Influence of Gum Chewing on Postoperative Bowel Activity After Complete Staging Surgery for Gynecological Malignancies
Recruitment status was Recruiting
Postoperative ileus can cause the accumulation of secretions and gas, resulting in nausea, vomiting and abdominal distension and pain. Prolonged paralytic ileus is one of the commonest reasons for delayed recovery and discharge from hospital following abdominal surgery. Advances in surgical techniques and peri-operative management such as the use of laparoscopic surgery, thoracic epidural analgesia, early postoperative feeding and mobilization, amongst others, have been shown to help in the resolution of postoperative ileus.
Chewing gum, as a proxy for sham feeding, may accelerate the motility of the GI tract by stimulating the cephalic phase of digestion and eliciting the release of multiple promotility GI hormones. A number of small controlled studies evaluating the effect of chewing gum on postoperative intestinal recovery in patients undergoing colorectal surgery have been conducted. Decreased time for bowel function recovery and decreased hospital length of stay have not been consistently documented, possibly owing to the insufficient power of existing studies and study design issues. In addition, all previous studies have been limited by their use of sugarfree gum, containing known motility agents (eg, sorbitol).
In this study, gum chewing was studied for its effect on women with surgical staging for malignant gynecologic disease such as endometrial cancer, cervix cancer and ovarian cancer.

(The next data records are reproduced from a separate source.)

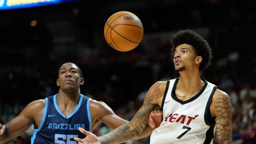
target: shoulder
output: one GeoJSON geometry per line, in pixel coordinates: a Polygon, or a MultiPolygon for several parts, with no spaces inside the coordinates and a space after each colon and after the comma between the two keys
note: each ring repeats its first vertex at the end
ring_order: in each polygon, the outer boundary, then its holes
{"type": "Polygon", "coordinates": [[[45,101],[45,99],[40,99],[31,102],[24,108],[22,113],[32,117],[43,112],[45,101]]]}
{"type": "Polygon", "coordinates": [[[228,95],[228,94],[218,89],[216,89],[215,92],[213,94],[213,100],[218,101],[226,100],[229,100],[229,96],[228,95]]]}
{"type": "Polygon", "coordinates": [[[155,82],[150,87],[150,89],[157,89],[161,90],[165,90],[168,81],[158,81],[155,82]]]}
{"type": "Polygon", "coordinates": [[[40,99],[34,101],[29,103],[25,108],[33,108],[34,110],[41,110],[45,106],[45,99],[40,99]]]}

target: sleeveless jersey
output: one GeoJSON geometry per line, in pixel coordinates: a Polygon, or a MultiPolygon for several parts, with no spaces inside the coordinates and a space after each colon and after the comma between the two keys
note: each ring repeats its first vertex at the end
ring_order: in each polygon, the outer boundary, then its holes
{"type": "Polygon", "coordinates": [[[79,127],[91,131],[92,123],[89,109],[91,98],[80,95],[76,108],[65,117],[57,105],[57,95],[45,98],[43,118],[38,128],[34,130],[31,144],[77,144],[74,138],[85,137],[78,130],[79,127]]]}
{"type": "Polygon", "coordinates": [[[203,80],[205,84],[198,94],[182,101],[175,92],[179,79],[167,81],[162,102],[163,120],[153,130],[150,143],[212,144],[215,122],[209,106],[217,87],[203,80]]]}

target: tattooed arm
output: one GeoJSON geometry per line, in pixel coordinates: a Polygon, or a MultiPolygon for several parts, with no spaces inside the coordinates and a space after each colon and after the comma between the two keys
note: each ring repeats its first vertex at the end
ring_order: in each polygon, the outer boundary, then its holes
{"type": "Polygon", "coordinates": [[[147,92],[142,106],[128,123],[97,137],[98,140],[95,135],[87,132],[81,132],[86,134],[85,138],[75,138],[75,140],[84,144],[99,144],[100,142],[101,144],[113,144],[123,143],[137,138],[148,124],[150,113],[153,108],[155,105],[161,106],[166,84],[166,81],[159,81],[151,86],[147,92]]]}
{"type": "Polygon", "coordinates": [[[210,106],[210,110],[212,115],[216,117],[216,133],[219,143],[231,144],[232,109],[228,95],[224,91],[216,90],[210,106]]]}

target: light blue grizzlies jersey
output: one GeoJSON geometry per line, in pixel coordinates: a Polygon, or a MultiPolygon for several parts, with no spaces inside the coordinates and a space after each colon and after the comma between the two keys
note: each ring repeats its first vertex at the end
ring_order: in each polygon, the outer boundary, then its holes
{"type": "Polygon", "coordinates": [[[80,95],[77,107],[67,117],[60,112],[56,102],[57,94],[45,99],[43,118],[31,138],[33,144],[77,144],[74,138],[85,135],[78,130],[81,127],[91,131],[92,123],[89,109],[90,98],[80,95]]]}

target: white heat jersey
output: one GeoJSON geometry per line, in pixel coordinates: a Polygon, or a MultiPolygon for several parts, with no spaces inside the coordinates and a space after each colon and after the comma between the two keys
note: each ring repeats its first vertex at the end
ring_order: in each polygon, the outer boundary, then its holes
{"type": "Polygon", "coordinates": [[[209,106],[217,87],[203,80],[205,84],[191,98],[182,101],[175,95],[179,78],[167,81],[162,102],[163,121],[153,130],[150,144],[212,144],[215,121],[209,106]],[[208,120],[210,117],[211,122],[208,120]]]}

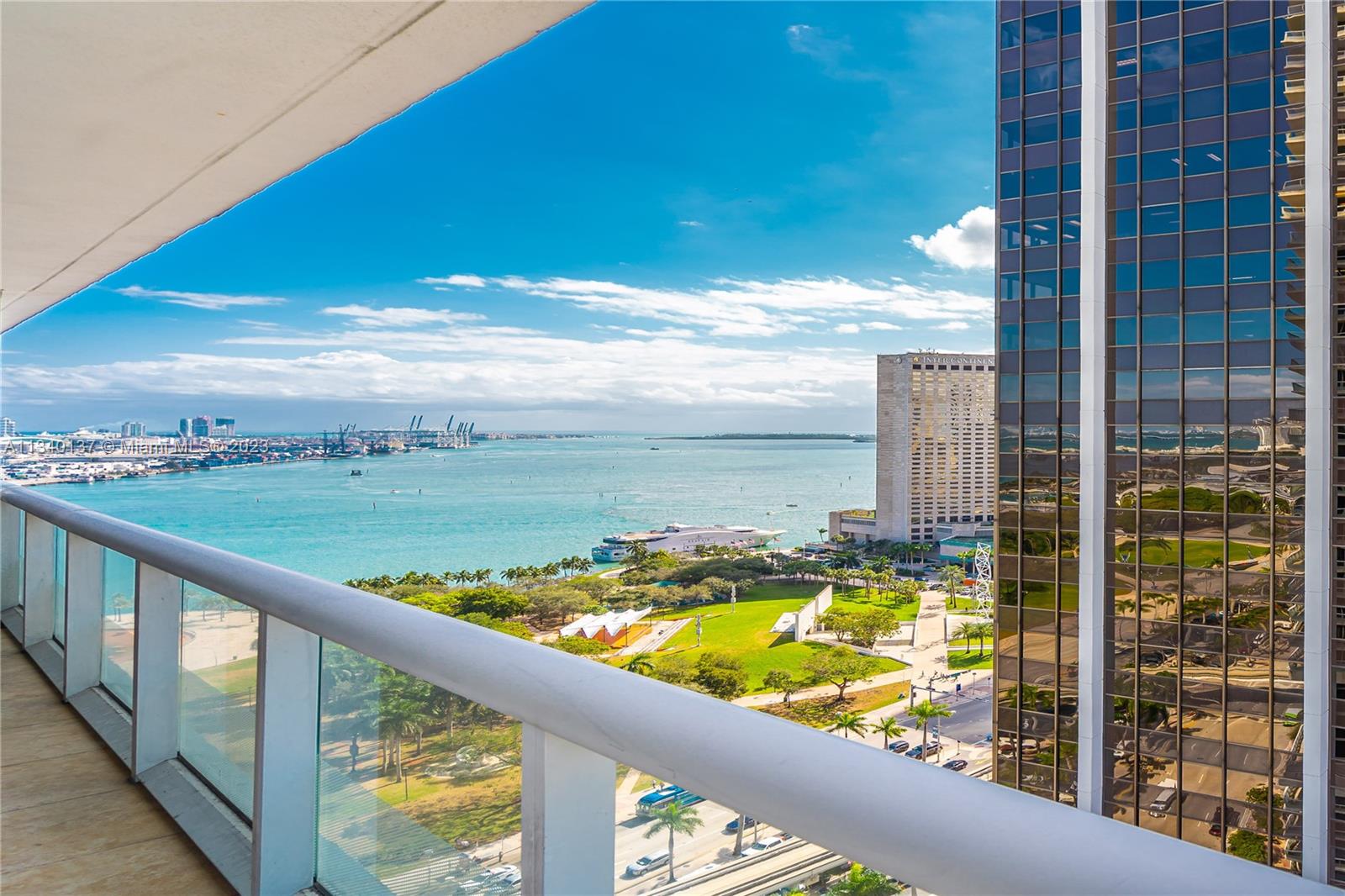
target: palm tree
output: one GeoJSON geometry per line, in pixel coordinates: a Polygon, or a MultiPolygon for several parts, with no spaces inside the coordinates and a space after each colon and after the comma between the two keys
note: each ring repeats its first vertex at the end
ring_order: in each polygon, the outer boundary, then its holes
{"type": "Polygon", "coordinates": [[[629,662],[625,663],[625,671],[635,673],[636,675],[652,675],[654,654],[648,651],[635,654],[631,657],[629,662]]]}
{"type": "Polygon", "coordinates": [[[952,710],[925,698],[911,708],[911,716],[920,725],[920,761],[927,763],[929,761],[929,722],[935,718],[951,718],[952,710]]]}
{"type": "Polygon", "coordinates": [[[695,806],[685,806],[675,799],[666,806],[660,806],[650,813],[654,823],[644,831],[644,839],[655,834],[668,833],[668,883],[677,880],[677,861],[672,858],[672,838],[677,834],[694,834],[695,829],[703,825],[701,813],[695,806]]]}
{"type": "Polygon", "coordinates": [[[843,732],[847,740],[850,732],[854,732],[857,737],[863,737],[863,733],[869,731],[869,722],[863,721],[863,716],[859,713],[843,712],[837,713],[835,721],[827,731],[843,732]]]}
{"type": "MultiPolygon", "coordinates": [[[[952,630],[952,640],[964,640],[970,644],[971,639],[976,636],[975,628],[976,623],[974,622],[960,623],[956,628],[952,630]]],[[[970,647],[966,650],[970,650],[970,647]]]]}
{"type": "Polygon", "coordinates": [[[402,779],[402,741],[414,737],[426,722],[428,717],[421,705],[405,697],[391,697],[382,701],[378,708],[379,736],[391,741],[390,752],[397,771],[393,780],[402,779]]]}
{"type": "Polygon", "coordinates": [[[995,626],[994,626],[994,623],[991,623],[991,622],[971,623],[971,626],[967,627],[967,632],[968,632],[967,634],[968,639],[971,639],[971,638],[976,639],[976,652],[979,655],[985,657],[986,655],[986,638],[994,638],[995,636],[995,626]]]}
{"type": "Polygon", "coordinates": [[[897,724],[896,716],[888,716],[886,718],[880,718],[873,724],[873,731],[882,735],[882,748],[886,749],[888,744],[892,743],[893,737],[901,737],[907,733],[907,729],[897,724]]]}
{"type": "Polygon", "coordinates": [[[133,605],[134,604],[130,603],[130,599],[121,592],[112,596],[112,612],[117,613],[117,622],[121,622],[121,613],[130,609],[133,605]]]}

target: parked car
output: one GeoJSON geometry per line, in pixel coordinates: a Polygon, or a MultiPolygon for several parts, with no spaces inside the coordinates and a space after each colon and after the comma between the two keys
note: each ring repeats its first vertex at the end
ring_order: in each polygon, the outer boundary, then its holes
{"type": "Polygon", "coordinates": [[[752,844],[748,849],[752,850],[753,856],[759,856],[768,849],[775,849],[784,842],[783,837],[765,837],[761,841],[752,844]]]}
{"type": "Polygon", "coordinates": [[[655,868],[662,868],[668,864],[668,850],[660,849],[658,852],[650,853],[648,856],[640,856],[633,862],[625,866],[625,873],[631,877],[643,877],[655,868]]]}
{"type": "Polygon", "coordinates": [[[459,885],[459,889],[465,892],[482,891],[484,893],[498,893],[506,888],[518,887],[522,883],[523,872],[519,870],[518,865],[499,865],[488,868],[476,877],[464,881],[459,885]]]}
{"type": "Polygon", "coordinates": [[[931,740],[928,744],[916,744],[907,751],[907,756],[911,759],[929,759],[931,756],[937,756],[940,749],[939,741],[931,740]]]}
{"type": "Polygon", "coordinates": [[[1149,814],[1154,818],[1166,815],[1167,810],[1177,802],[1177,782],[1174,779],[1165,778],[1158,782],[1158,795],[1154,796],[1154,802],[1149,803],[1149,814]]]}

|Study Design:||Allocation: Randomized
Endpoint Classification: Pharmacokinetics Study
Intervention Model: Parallel Assignment
Masking: Open Label
Primary Purpose: Treatment
|Official Title:||Influence of Gum Chewing on Postoperative Bowel Activity After Complete Staging Surgery for Gynecological Malignancies|
- postoperative flatus pass time [ Time Frame: an expected average of 48 hours ] [ Designated as safety issue: Yes ]The main outcome variable of the study was postoperative flatus pass time (hours from end of operation). Participants will be followed for the duration of the flatus pass time, an expected average of 48 hours
- duration of hospital stay [ Time Frame: an expected average of 3 weeks ] [ Designated as safety issue: Yes ]Participants will be followed for the duration of hospital stay, an expected average of 3 weeks
- gastrointestinal disturbance [ Time Frame: an expected average of 3 weeks ] [ Designated as safety issue: Yes ]gastrointestinal disturbance such as nausea, abdominal cramping, abdominal distension, rate of vomiting
- time to first bowel movement [ Time Frame: an expected average of 48 hours hours from end of operation ] [ Designated as safety issue: Yes ]time to first bowel movement (hours from end of operation).Participants will be followed for time to first bowel movement, an expected average of 48 hours hours from end of operation
- Time to first defaecation [ Time Frame: an expected average of 72 hours ] [ Designated as safety issue: Yes ]The main outcome variable of the study was postoperative flatus pass time (hours from end of operation).Participants will be followed for the duration of the first defaecation time, an expected average of 72 hours
|Study Start Date:||January 2012|
|Estimated Study Completion Date:||April 2013|
|Estimated Primary Completion Date:||April 2013 (Final data collection date for primary outcome measure)|
Experimental: chewing gum
Gum type was standardized with all subjects receiving sugar-free peppermint-flavored gum.
The patients in the chewing gum group, gum chewing began the morning of postoperative day 1. Patients chewed gum (one stick) 3 times daily in the morning, afternoon, and evening at least 5 min. The administration of the therapy was implemented by ward nursing staff and recorded in the patients file. All gum-chewing patients completed their course of gum chewing until bowel function.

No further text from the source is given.